# Splitter Review: TimberWolf TW-HV1



## pybyr (Aug 24, 2011)

This is a review of a newly acquired TimberWolf TW-HV1; actually a model left in inventory from last year and so at a favorable price.

No commercial affiliation here.

If you want to buy one machine that is made to and does work superbly, and will probably last a lifetime or longer with nothing other than minor routine fluid changes, the TW is your kind of machine.

I couldn't begin to afford this, but thankfully I work on wood with my Dad for both myself and my parents (and help from my mom, also- they both can and do outwork people half their ages) and he supports the "habit" when it comes to capital acquisitions for shared equipment.

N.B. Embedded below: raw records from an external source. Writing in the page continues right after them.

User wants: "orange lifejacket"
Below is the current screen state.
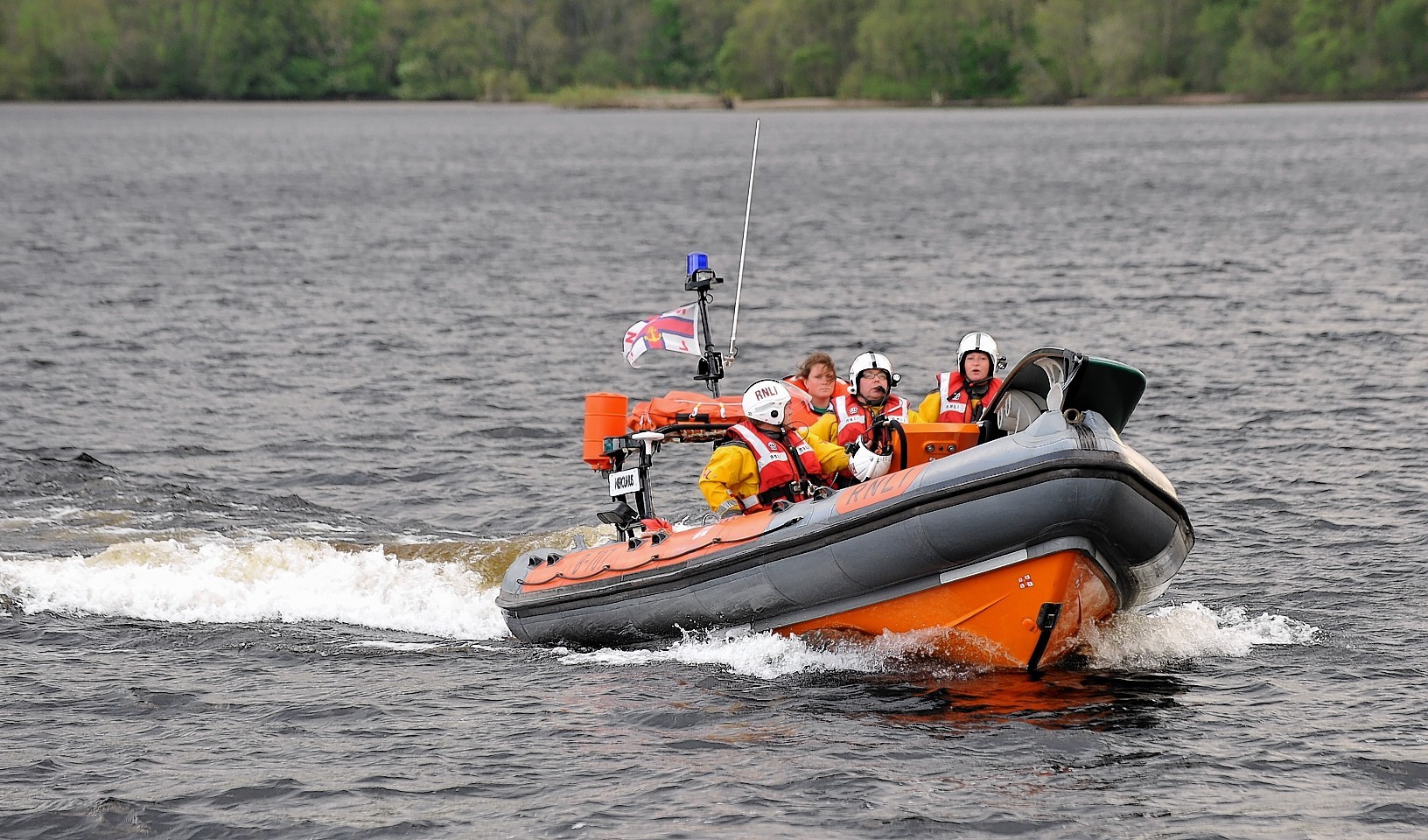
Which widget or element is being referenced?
[728,420,822,513]
[937,370,1001,423]
[832,395,910,445]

We've been using a TroyBilt 27 ton unit for about 5-6 years; worked OK and was a big step up from a maul.  

Seeing some of the 'concerns' reported and documented in photos on here about the TB 27 ton, and since I do a lot of yellow birch on which the TB was laboring for all it was worth, it seemed worth investigating alternatives.

Started looking at various options; the Huskee splitters at Tractor Supply seemed like they were more robust than the TB.  Also looked at a Wallenstein I saw at one local place; very rugged but over-expensive for what it was with few features.

Had seen the Canadian Split-Fire that splits in both directions (good idea) but very expensive, and no stocking dealers within sane driving distance to go see one.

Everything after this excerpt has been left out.